No final do ano passado, uma garota de 16 anos, filha única, também sumiu da casa de seus pais, vizinhos dos meus na cidade de Jundiaí. Ela namorava um cara bem mais velho e sem emprego. Um dia, a mãe caiu na asneira de dizer que não concordava com o namoro e nem via um futuro bacana para a filha ao lado daquele cara. No dia seguinte, a menina virou pó. A mãe, além de tudo sentindo-se culpada pelo sumiço, caiu num desespero mitológico. Emagreceu perto de 20 quilos, precisou de ajuda psiquiátrica, não dormia e nem comia. Experimentou o inferno em vida. A menina ficou desaparecida quase dois meses. A polícia já não se preocupava muito mais com o caso. Até que um dia a garota ligou para dizer que estava bem, vivendo numa cidadezinha de Minas Gerais, ao lado do tal namorado mais velho, e que queria ser esquecida. Pediu para que a mãe parasse de procurá-la, pois ela não iria mais voltar. A mãe chorou tudo de novo, mas deve ter se sentido mais aliviada por saber que a filha estava viva - ainda que não quisesse mais vê-la. Para encurtar a história: um dia o dinheiro do namorado lá em Minas acabou e os dois voltaram com o rabo entre as pernas, implorando para que a mãe hospedasse e desse de comer para o casal. Este foi o final (feliz?) da história de Jundiaí.

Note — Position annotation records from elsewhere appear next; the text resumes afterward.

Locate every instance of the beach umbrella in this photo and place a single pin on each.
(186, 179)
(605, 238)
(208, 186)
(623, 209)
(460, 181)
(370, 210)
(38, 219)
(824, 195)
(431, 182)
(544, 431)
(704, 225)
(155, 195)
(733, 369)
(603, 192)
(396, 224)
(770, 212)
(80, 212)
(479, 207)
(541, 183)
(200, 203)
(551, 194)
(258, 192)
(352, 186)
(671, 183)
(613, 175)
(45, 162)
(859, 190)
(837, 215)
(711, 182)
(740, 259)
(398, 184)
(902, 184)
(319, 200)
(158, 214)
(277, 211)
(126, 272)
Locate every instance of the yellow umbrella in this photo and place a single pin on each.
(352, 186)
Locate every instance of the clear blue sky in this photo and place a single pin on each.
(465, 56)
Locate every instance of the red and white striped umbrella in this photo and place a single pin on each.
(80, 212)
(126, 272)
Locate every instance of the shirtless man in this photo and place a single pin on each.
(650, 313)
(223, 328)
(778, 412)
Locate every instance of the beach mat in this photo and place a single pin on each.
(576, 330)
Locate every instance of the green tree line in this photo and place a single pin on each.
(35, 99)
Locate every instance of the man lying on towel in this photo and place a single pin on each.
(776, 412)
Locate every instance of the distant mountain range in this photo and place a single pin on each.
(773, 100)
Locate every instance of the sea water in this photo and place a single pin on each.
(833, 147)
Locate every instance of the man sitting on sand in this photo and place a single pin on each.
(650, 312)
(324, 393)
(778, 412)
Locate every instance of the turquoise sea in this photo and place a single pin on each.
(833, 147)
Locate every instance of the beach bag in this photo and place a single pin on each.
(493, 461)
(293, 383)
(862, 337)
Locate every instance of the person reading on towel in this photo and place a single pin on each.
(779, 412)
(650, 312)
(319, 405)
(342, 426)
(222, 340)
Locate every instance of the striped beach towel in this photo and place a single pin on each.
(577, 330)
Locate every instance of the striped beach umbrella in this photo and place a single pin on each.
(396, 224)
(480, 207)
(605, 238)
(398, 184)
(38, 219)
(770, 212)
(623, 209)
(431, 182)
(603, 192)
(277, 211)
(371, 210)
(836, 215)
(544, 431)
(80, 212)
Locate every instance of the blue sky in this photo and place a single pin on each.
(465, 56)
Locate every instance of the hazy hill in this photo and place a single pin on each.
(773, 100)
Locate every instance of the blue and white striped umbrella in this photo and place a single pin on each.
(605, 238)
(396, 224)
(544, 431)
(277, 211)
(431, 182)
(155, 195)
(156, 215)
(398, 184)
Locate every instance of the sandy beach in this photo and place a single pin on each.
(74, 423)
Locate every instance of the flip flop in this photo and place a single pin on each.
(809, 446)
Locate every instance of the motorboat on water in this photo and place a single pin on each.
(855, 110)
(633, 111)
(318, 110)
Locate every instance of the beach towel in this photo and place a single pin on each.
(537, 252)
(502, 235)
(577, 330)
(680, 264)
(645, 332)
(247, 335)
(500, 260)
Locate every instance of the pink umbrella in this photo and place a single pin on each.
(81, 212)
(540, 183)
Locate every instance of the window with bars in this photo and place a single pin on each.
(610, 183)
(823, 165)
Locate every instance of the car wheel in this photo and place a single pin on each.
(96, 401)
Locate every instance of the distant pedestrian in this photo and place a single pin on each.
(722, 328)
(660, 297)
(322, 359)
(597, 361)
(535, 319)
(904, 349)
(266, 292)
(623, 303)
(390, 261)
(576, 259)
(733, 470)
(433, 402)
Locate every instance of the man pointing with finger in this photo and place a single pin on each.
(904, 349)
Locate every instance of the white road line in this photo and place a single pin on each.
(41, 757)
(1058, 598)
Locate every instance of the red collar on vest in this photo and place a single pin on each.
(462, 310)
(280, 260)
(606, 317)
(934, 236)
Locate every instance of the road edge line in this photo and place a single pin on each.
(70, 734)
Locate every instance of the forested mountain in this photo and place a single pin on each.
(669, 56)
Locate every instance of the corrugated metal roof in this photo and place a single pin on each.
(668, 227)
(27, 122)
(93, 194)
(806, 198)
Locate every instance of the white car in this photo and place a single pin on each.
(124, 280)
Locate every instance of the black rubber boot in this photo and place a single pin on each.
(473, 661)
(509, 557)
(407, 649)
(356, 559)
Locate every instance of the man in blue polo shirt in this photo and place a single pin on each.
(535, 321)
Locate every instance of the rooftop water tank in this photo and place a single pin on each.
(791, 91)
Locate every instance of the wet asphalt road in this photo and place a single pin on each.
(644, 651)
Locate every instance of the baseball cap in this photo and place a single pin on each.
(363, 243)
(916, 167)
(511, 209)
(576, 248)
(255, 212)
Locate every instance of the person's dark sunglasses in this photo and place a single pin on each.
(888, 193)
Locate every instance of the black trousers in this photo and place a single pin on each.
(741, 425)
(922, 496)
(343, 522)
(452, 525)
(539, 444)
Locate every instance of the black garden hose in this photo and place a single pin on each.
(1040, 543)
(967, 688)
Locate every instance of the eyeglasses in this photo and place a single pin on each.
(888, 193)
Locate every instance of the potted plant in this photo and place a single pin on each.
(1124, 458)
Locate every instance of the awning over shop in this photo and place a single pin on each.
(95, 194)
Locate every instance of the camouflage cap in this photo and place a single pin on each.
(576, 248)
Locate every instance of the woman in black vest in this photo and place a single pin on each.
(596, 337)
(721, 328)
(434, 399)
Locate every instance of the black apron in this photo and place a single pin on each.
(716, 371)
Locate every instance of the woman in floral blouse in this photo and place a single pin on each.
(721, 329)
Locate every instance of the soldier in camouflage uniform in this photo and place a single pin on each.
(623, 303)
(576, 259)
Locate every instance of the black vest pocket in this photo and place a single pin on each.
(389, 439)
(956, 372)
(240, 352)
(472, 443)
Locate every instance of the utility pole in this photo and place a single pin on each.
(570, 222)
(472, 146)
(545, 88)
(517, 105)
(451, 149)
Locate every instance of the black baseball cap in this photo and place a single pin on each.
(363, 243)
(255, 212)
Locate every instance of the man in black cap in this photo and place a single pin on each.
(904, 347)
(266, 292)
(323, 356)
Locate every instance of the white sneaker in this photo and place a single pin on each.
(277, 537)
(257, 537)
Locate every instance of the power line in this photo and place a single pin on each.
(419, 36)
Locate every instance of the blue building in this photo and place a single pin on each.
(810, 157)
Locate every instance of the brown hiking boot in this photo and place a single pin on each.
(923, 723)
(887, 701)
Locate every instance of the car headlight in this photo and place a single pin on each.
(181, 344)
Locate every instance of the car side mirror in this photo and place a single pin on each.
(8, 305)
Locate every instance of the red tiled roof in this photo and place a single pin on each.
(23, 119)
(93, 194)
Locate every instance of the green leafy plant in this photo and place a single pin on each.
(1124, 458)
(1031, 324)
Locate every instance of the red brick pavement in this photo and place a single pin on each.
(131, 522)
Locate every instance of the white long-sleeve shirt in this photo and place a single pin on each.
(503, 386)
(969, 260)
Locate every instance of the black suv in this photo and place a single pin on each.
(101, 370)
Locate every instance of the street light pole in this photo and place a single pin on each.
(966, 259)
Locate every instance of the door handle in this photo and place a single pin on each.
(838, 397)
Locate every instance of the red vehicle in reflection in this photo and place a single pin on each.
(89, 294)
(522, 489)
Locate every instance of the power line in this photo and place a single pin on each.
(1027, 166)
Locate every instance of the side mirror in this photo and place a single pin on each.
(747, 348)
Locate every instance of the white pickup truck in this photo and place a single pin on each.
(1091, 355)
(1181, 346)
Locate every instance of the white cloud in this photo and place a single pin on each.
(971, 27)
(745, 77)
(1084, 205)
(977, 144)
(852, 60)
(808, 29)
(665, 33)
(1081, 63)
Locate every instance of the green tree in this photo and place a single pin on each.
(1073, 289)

A história das garotas de São Paulo também terminou bem, aparentemente. Viveram uma aventura adolescente, os pais não dormiram e ganharam alguns cabelos brancos, lágrimas foram desperdiçadas em vão... mas tudo bem! Os moderninhos dizem que a rebeldia adolescente é muito bem-vinda e ninguém pode conter os ímpetos juvenis sob o risco de produzir um adulto frustrado mais tarde. E então sejamos todos bem-vindos nesta fase do liberou geral. E que cada um chore por aquilo que é seu. Mas, além da frase "fazer o quê?", há um outro pensamento que não sai da minha cabeça: ainda bem que as meninas viram Um Beijo Roubado, que é quase uma fábula. Já imaginou o que elas teriam feito se tivessem visto Na Natureza Selvagem?

2 comentários:

Anônimo disse...

Diz o título de um livro que, "Quem ama, educa!". Creio que o título, por si só, diz tudo. Fui criada no interior, num tempo em que se brincava nas ruas, tudo muito simples e com muita liberdade. Naquele tempo sonhava em descobrir outras terras e outros lugares que eu só conhecia dos livros, das revistas ou da TV, mas que eu sabia que existia e que conquistaria. Lembro de quando vi pela primeira vez um desses calendários com uma foto do elevador Lacerda, fiquei encantada e disse pra mim mesma, um dia eu vou lá saber como isso funciona. Tenho dois filhos, de 14 e 17 anos. Tenho para com eles uma responsabilidade muito grande, a de educá-los e torná-los cidadãos e principalmente, pessoas felizes. Sei que erramos na nossa tarefa de educar, sei que não existe manual pra se educar filhos. Meu termômetro é o retorno das atitudes deles, é preciso saber interpretar os códigos desse retorno. Quando a minha filha saiu pela primeira vez pra uma "balada" conversamos muito e disse a ela "juízo". Até hoje quando ela sai falamos uma pra outra, juízo. Ela sabe o que quero dizer com isso. Sabe, também, que a confiança é como uma via de duas mãos, e que no dia em que esse tráfego for alterado, as coisas vão mudar entre nós. Espero nunca ouvir a frase:"Fazer o quê?" beijos, Rachel Rocha

alberto disse...

que bela reflexão, serginho! é isso aí. além da 'natureza selvagem', que teriam feito elas se vissem 'thelma e louise'? iriam se atirar do despenhadeiro?